Thanks to the help of warm- up activities, my teens not only know their peers, but are comfortable in their environment. I can tell because the room gets filled with smiles, laughter, and positive energy! Naishawn even commented “ We get to go on field trips?!? I love this job.” This week we started research projects! Teens got into teams of 3, so in total we have 6 groups. Each came up with their team name such as “ the unknown’s, the powerpuffs, the kat’s, the big head’s and so on.” Although the group names are iffy, their research topics are not. Once we entered into the FBI website, they provide an in-depth “famous cases and criminals” section. Teens choose topics such as, 9/11, Bonnie and Clyde, the Beltway Snipers, and Al Capone. Teens are still conducting their research, and preparing for presentations. So be on the look out!
We switched topics and ended the week with hair and impressions. After learning the difference of how TV shows dramatize laboratory evidence, the teens understood how important it is to pay attention to all sides of a story- reality vs myths. Ahmaya said” I never really thought about how the low lights in CSI would really interfere with actual analysis in a real forensics lab.” We then learned about parts of the hair such as cortex, medulla, shaft, and root. The teens also took a look at pictures of different types of animal hair such as rat, cat, horse and pig. Aaliyah said “ Ewwww the rat hair is disgusting, look at clumps and ridges.” Kimberly said “ Wow dog and pig hair look really similar to human hair.” The teens also took at look at Ms. N’s hair under the microscope. The teens were able to identify and get a good look at hair with large roots. “ Isaih was shocked when he learned about the root; he said “ this little root can have nuclear DNA?!?!… but its so small.”
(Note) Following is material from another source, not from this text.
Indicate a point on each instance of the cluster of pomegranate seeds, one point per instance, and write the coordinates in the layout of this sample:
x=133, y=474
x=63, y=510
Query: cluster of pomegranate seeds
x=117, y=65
The next topic was imprints. We discussed tire tracks, shoe prints, and dental marks. We played small activities that included famous cases. Then once teens learned enough about dental marks, they took their measurements on foam plates! Andrea said “ Pass me the different markers, I want to color coordinate my different dental marks.” Once the teens were done, I ran into the room all energized, and shocked. I told the teens “ Who took a bite of my apple.. this was my lunch.” The teens then started bursting out laughing and yelling. I then told them to help me find the culprit using our new skills. Teens put the foam plates on one table and out the apple in the middle; they slowly removed plated they believed did not fit the dental marks on the apple. The class was stuck on 2 teens, April and Isaih, but by this time knew I asked one of them to bite my apple on purpose. April is the culprit and I am glad the teens got as far in their analysis as they did! Good job forensics class!